Hacker News new | ask | show | jobs
by hhw 3484 days ago
There are two different schools of thought to a secure operating system. One is to add features / layers to enhance security, such as with GRSecurity. The other is to ensure correctness, so that there are no bugs to exploit. OpenBSD takes the latter approach, as they're of the opinion that additional features and layers result in more complexity with increased probability of bugs and/or misuse. Also, it's a misconception that OpenBSD's primary focus is security; the primary focus is in fact on correctness, with security being an important but auxiliary benefit of that.

The article posted makes the argument that the first approach is the only true approach to a secure operating system, and that OpenBSD is thus insecure by definition. There's not enough data / samples of secure operating systems to make an intellectually honest assertion that one approach is definitively superior, but OpenBSD likely has the best security track record for an operating system in real-world scenarios.

point of reference: years of following the OpenBSD mailing lists

4 comments

There's not enough data / samples of secure operating systems to make an intellectually honest assertion that one approach is definitively superior, but OpenBSD likely has the best security track record for an operating system in real-world scenarios.

While auditing is definitely a good idea, the latter approach only works when you only run services and applications that are part of OpenBSD. Since that is not the case for most realistic usage scenarios, OpenBSD gives you very little, while the former approach (think e.g.
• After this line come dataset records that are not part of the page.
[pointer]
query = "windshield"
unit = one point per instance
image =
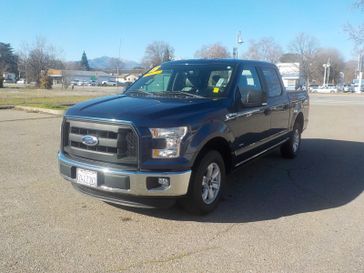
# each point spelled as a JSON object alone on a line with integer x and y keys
{"x": 199, "y": 81}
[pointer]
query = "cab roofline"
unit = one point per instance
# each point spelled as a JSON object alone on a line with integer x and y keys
{"x": 215, "y": 61}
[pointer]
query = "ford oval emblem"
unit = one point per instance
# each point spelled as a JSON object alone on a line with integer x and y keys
{"x": 90, "y": 140}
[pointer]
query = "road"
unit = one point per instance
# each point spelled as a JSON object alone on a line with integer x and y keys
{"x": 277, "y": 215}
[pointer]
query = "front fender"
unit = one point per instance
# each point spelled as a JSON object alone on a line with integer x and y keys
{"x": 207, "y": 132}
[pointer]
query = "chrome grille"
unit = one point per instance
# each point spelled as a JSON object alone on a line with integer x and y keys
{"x": 116, "y": 143}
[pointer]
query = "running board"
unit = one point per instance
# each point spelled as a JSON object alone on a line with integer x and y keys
{"x": 262, "y": 152}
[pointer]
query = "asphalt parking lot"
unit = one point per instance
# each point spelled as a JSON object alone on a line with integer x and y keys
{"x": 301, "y": 215}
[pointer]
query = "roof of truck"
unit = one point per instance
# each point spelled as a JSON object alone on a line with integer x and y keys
{"x": 217, "y": 61}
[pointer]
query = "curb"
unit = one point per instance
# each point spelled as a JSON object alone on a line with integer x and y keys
{"x": 4, "y": 107}
{"x": 38, "y": 110}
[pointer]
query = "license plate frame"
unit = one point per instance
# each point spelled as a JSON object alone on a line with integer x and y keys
{"x": 86, "y": 177}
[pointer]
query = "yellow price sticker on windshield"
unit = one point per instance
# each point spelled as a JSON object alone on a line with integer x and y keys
{"x": 155, "y": 71}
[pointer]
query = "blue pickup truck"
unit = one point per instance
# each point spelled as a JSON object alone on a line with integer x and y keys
{"x": 178, "y": 131}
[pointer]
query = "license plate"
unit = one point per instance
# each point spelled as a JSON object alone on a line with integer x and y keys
{"x": 86, "y": 177}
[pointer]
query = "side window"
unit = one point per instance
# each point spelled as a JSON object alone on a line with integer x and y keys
{"x": 250, "y": 87}
{"x": 273, "y": 82}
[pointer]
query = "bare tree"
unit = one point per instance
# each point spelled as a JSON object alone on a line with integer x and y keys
{"x": 116, "y": 64}
{"x": 323, "y": 56}
{"x": 37, "y": 59}
{"x": 305, "y": 46}
{"x": 265, "y": 49}
{"x": 158, "y": 52}
{"x": 350, "y": 70}
{"x": 356, "y": 33}
{"x": 213, "y": 51}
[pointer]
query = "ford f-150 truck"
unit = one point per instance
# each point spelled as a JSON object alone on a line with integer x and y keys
{"x": 178, "y": 131}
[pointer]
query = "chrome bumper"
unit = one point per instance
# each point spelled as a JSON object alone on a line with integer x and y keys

SELinux) can help you with isolating applications that you trust, but not as much as, say OpenBSD.

The comment you are replying to does not mention auditing.
It's implied. The comment mentions code correctness and, per the article, this comes from "the extensive code auditing performed on the base system".
This two schools of security isn't accurate. The original approach to security, devised by the inventors of INFOSEC, was doing all of these things:

http://pastebin.com/xZ6m4T8Z

Most vendors and FOSS ignored them despite those methods getting consistently-great results but preferred method not doing so. They then pick and choose among lowest-level techniques for verification. They also slowly relearned independently some of the vast body of security engineering knowledge they're ignoring to this day.

In this case, one camp is about trying to make code in an insecure language perfect with probabilistic mitigations to stop problems. Another barely cares about code security but uses strong measures for containment to hopefully limit damage. Author of OP supports doing both as far as I can tell. High-assurance supports doing what was proven, mathematically and empirically, to get the job done going back to the 1960's-80's extended with what we've learned today. Commercial, CompSci, and a few FOSS projects attempt various levels of adoption of such techniques with safety-critical proprietary (eg aerospace, trains) doing it the most.

"There's not enough data / samples of secure operating systems to make an intellectually honest assertion that one approach is definitively superior"

There really is. Certain methods I outlined consistently worked better. Others didn't. OpenBSD avoids most of what worked outside code review, hardening, and pledge then continues to use language and architecture proven to cause problems vs alternatives for UNIX compatibility. One can definitely make predictions from that about kinds of issues they'll face or upper limits of assurance that can be provided.

> One is to add features / layers to enhance security, such as with GRSecurity. The other is to ensure correctness, so that there are no bugs to exploit.

There is no principle reason why these two philosophies - fixing bugs and explit mitigations - collide. You can strive for both - and I'd argue that that's probably what most infosec people would support. OpenBSD also does quite a bit of exploit mitigation, so they're not clearly on a "bug fixing" philosophy either.

I know Spender has a pretty extreme position in saying that fixing bugs is almost irrelevant. But I'd say he's an extreme voice in that debate.

pledge, W^X are examples of the former approach.